Until I had the painful, 45 minute meeting with a family telling them their grandfather was going to die, them rapidly cycling through denial and grief. And went up to speak to them about an hour later to clarify the conversation, lying myself bare before them, as I said before, at 3am, like I've rarely done for anyone else. I stopped existing for myself in those moments. I was not Chinyere. I was a doctor, I was only their grandfather's doctor, I was the young black doctor to tell this black family what I knew, laying it down. I had no where else to be but with them. I had no other identity. I put away thoughts of my own grandparents, my own extended family, what they'd do in a similar situation, if I'd have say, as the only physician in the family.

And it was hard to get myself back from that. It's hard to do something like that, over and over, because it's part of the job, we do it over and over, and feel invisible. No one else is there to really see you.

But it was a long time in coming not just because I had to hit that sweet spot in my patient care. It was because I made choices this past year that rapidly changed who I am and a lot of what I stand for. In that patient encounter, I was away from myself for long enough to take a good look at myself from the outside. I look exactly the same, but I'm so different inside.

Part of it is becoming a physician. Another part is giving up on marrying a Muslim man.

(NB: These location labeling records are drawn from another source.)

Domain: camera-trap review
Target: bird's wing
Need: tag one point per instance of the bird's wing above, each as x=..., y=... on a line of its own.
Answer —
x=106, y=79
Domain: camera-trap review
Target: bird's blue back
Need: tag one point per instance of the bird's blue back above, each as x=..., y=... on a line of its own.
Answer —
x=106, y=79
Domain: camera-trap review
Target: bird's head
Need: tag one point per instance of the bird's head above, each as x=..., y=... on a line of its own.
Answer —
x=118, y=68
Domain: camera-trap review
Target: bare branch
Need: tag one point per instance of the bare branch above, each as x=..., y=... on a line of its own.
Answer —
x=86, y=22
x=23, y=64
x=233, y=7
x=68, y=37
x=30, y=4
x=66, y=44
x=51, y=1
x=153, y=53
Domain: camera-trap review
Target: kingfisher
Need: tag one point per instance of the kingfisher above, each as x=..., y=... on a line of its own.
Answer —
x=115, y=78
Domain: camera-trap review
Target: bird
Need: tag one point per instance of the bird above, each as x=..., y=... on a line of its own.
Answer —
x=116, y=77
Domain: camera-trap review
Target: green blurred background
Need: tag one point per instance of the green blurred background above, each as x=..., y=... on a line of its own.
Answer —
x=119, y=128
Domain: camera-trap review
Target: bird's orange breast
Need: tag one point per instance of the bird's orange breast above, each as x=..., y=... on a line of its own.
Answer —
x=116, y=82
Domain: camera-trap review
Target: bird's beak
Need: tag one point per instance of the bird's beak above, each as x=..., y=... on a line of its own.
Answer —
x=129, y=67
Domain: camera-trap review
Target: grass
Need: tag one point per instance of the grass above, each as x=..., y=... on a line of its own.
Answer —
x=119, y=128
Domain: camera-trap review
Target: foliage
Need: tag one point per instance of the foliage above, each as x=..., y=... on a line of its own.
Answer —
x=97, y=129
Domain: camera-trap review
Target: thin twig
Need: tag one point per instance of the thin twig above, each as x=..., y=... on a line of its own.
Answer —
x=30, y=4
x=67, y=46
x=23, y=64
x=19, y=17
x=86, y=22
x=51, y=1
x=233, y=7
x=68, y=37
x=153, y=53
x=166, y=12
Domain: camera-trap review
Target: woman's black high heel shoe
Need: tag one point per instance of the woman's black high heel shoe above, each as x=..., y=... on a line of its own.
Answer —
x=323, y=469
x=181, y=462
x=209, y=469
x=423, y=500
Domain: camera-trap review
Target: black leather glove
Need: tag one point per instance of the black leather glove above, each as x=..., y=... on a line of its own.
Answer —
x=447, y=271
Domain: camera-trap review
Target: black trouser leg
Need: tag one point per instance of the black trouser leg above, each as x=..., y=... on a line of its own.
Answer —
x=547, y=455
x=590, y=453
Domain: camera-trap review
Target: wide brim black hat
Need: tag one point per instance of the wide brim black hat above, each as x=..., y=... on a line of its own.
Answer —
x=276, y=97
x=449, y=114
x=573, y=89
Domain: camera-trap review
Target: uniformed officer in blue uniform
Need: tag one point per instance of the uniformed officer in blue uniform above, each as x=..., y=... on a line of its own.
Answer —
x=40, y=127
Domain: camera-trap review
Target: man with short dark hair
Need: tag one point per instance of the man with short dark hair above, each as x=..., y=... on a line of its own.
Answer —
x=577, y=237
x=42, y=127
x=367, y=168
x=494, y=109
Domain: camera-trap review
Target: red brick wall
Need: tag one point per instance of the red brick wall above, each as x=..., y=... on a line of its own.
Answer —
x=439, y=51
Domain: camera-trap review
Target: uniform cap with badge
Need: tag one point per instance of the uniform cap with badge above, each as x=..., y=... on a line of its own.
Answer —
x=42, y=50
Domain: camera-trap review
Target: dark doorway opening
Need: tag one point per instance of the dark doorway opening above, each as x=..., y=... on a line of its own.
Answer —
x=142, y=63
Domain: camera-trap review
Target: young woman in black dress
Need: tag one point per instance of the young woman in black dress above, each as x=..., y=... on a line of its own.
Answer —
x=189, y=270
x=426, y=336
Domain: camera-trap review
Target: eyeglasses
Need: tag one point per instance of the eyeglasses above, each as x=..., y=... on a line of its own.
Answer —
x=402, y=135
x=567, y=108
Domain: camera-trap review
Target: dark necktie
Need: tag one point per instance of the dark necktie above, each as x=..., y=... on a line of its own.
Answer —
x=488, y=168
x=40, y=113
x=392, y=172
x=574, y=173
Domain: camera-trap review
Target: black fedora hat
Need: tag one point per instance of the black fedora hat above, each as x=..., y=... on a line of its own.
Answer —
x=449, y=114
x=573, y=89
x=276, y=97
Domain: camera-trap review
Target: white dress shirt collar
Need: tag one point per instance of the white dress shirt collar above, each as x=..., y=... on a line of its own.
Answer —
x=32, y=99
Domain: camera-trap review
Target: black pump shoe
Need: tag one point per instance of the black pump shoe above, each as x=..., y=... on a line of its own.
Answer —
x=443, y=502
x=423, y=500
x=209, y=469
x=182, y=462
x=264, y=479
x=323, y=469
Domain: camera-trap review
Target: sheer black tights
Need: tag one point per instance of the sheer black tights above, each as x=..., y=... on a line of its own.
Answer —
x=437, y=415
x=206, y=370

I gave up a year ago and I haven't looked back. It was not an easy decision. And it was one that I perhaps could have made with more prayer, but I'm tired. In every interaction, I realize that I was trying to hard to be what I thought such men would want, instead of being myself and being what I want for myself.

And this is not just me saying this. My SO was raised Muslim but does not practice. He believes in God but practices nothing. And I do not seek to convert him.

And with that went so many other things that were depressing to me. And with that went the feeling of hopelessness, that I'd always be alone, that no one would love me, that so many men were missing out on who would be an awesome wife.

I broke free of that, and I don't look at myself the same way. I don't look at love and relationships the same way. And yet, I carry myself the same, my face looks the same...it's just the way that I interact with the world is different. It's easier. I feel like I can relate to my surroundings. I'm not in it but not of it, to paraphrase Stevie. I'm not painfully separate.

Is it perfect? No. But nothing on this earth is.

Are my plans for myself perfect? No. But none are that we come up with.

And I'm sick of my parents suddenly trying to tell me about God like I didn't just go through a long, hard, lonely spiritual journey of my own, learning to connect with God with little help from them and their own religious bickering over the years. Could have used that when I was younger and searching. I do not want to hear your novel discovering now like I haven't thought of them before, meditated on them, took them to prayer, wrote essays in my journal about them.

I think I've also become more cynical.